Una foto e due signori con cappello e bastone seduti al tavolino. A sinistra Giacomo Puccini a destra Arturo Toscanini. Toscano il primo, naturale successore di Giuseppe Verdi il compositore del Risorgimento. Emiliano il secondo, già violoncellista alla prima dell’Otello verdiano e padre ispiratore della moderna direzione d’orchestra.
In un’immagine oramai nota gran parte della memoria musicale del Novecento, dunque. Il 2007 fu l’anno di Toscanini (cinquant’anni dalla morte), quest’anno arriva invece quello del padre dell’incompiuta Turandot (centocinquanta dalla nascita).
Puccini nasce a Lucca nel 1858, ai tempi del Manzoni, quando l’Italia era un’altra Italia. Come autore riuscì ad interpretare al meglio la tradizione musicale dello Stivale (il melodismo), ma si allontanò dai tonfi e dai trionfi del romanticismo per adattarsi ai suoi anni e alla cellettiana «poetica delle piccole cose». In parte fu un classico compositore da letteratura fin de siècle, in parte un scopritore di nuovi contenuti; ma in special modo fu l’ultimo o al massimo il penultimo dei mohicani di quel che il grande pubblico riconosce come l’autentico (commovente) teatro in musica.

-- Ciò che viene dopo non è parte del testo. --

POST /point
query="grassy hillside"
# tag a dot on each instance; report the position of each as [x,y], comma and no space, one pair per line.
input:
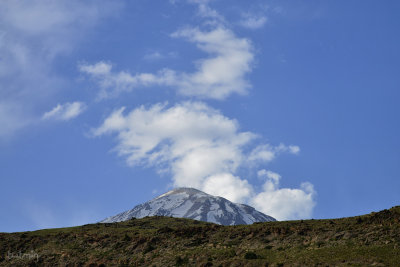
[370,240]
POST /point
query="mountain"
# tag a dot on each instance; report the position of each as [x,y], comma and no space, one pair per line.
[368,240]
[194,204]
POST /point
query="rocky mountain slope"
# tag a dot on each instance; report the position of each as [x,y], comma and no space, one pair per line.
[194,204]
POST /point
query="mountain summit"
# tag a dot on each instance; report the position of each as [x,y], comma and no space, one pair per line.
[194,204]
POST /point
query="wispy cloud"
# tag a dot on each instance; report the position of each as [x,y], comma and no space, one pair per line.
[284,203]
[33,33]
[65,111]
[253,21]
[201,148]
[216,77]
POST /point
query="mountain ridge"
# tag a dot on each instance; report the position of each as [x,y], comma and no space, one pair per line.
[191,203]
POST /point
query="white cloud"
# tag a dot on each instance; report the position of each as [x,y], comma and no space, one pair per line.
[266,153]
[252,21]
[218,76]
[284,203]
[32,35]
[228,186]
[201,148]
[65,111]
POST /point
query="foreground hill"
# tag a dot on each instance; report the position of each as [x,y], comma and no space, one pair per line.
[369,240]
[194,204]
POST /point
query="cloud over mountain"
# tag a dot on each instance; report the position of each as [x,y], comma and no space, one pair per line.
[202,148]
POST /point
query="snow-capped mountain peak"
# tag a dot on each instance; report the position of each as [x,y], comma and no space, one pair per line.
[194,204]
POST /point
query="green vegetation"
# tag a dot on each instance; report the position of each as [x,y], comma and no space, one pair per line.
[369,240]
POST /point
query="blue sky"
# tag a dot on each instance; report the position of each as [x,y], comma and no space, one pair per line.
[291,107]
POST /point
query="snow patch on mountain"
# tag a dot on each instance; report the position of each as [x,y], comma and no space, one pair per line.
[194,204]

L’opera pucciniana è colma di religiosità a sfondo tragico, degna di un Occidente che non ha mai smesso di riflettere sulla morte. Con singolare ma geniale scelta Puccini addossa la croce del tradizionale triangolo soprano-tenore-baritono alle “sue” donne. Protagoniste e vittime del tempo. Ma il ruolo destinato a Manon, Mimì, Tosca, Cio-cio-san e Liù, più che far discutere, oggi, sconcerta. In fondo, ottantaquattro anni dalla morte dell’allievo di Bazzini e Ponchielli non sono passati invano...
Al contrario delle composizioni di Richard Wagner (1813-1883) le opere più note di Puccini sono prive dell’elemento, per molti aspetti romantico, del sacro-mito. La mano di Puccini secolarizza la morte, strappa ad essa la maschera d’eterno, la sua influenza epocale, rigenerativa. La religiosità di Puccini è cupa, notturna, senza sbocchi celesti. Perfino Suor Angelica, vertice della sofferenza e parte centrale del pucciniano Trittico (1918), è un commosso e devoto “omaggio” all’estinzione e alla concessione della morte come pena.
Di più. L’harakiri della Butterfly è la scelta sventurata di una ragazzina che riscatta le proprie scelte disonorevoli («Con onor muore…»). La fine di Tosca è la morte di una donna raggirata, al centro di un garbuglio politico, dalle tonalità assai più gravi della sua pur splendida voce. Dopo la sua morte (e quella di Scarpia e Cavaradossi), nulla cambierà dei destini della Roma di primo Ottocento. È il segno della vera fine dell’ancien régime: una storia d’amore non potrà cambiare il corso della grande Storia.
Torna l’idea che Puccini sia “soltanto” un compositore di storielle di grande effetto e di grande impatto popolare, dalle quali nascono piccoli grandi messaggi dal valore “profano” ma universale.
Priva del valore del sacro, la religiosità pucciniana si perde (e non è certo una deminutio), nella valorizzazione del cieco-destino. Di rado alla protagonista dell’opera viene data possibilità di scelta. In Puccini l’unione amore morte si consuma nel brevissimo spazio di due ore. Punto.
L’interprete paga le sue “colpe”. Sconta le sue debolezze suscitando, da perfetta sconosciuta, la completa pietà dello spettatore. Da questo punto di vista la Boheme (1896) su libretto di Giacosa e Illica è un’opera-simbolo di straordinario efficacia narrativa (paragonabile, forse, per la “valorizzazione” dell’evento  ad un lavoro del contemporaneo Kafka). Mimì-Lucia consuma la sua esistenza, priva di particolare “valore” senza alcun perché e senza alcuna traccia dietro le spalle. Muore sprovvista di una nobile causa. Unica allarmante colpa quella di aver amato.
Dietro la morte di Lucia (quel «Mimì» ripetuto da Rodolfo fra i singhiozzi), l’impossibilità dell’intelletto umano di darsi delle risposte tracciando un progetto esistenziale. Mimì non è una principessa (Stuart o Wittelsbach), né tanto meno un’eroina. È solo una donna qualunque. Una come tante. Ma narrandone la breve intensa storia, Puccini ha scoperto il Novecento.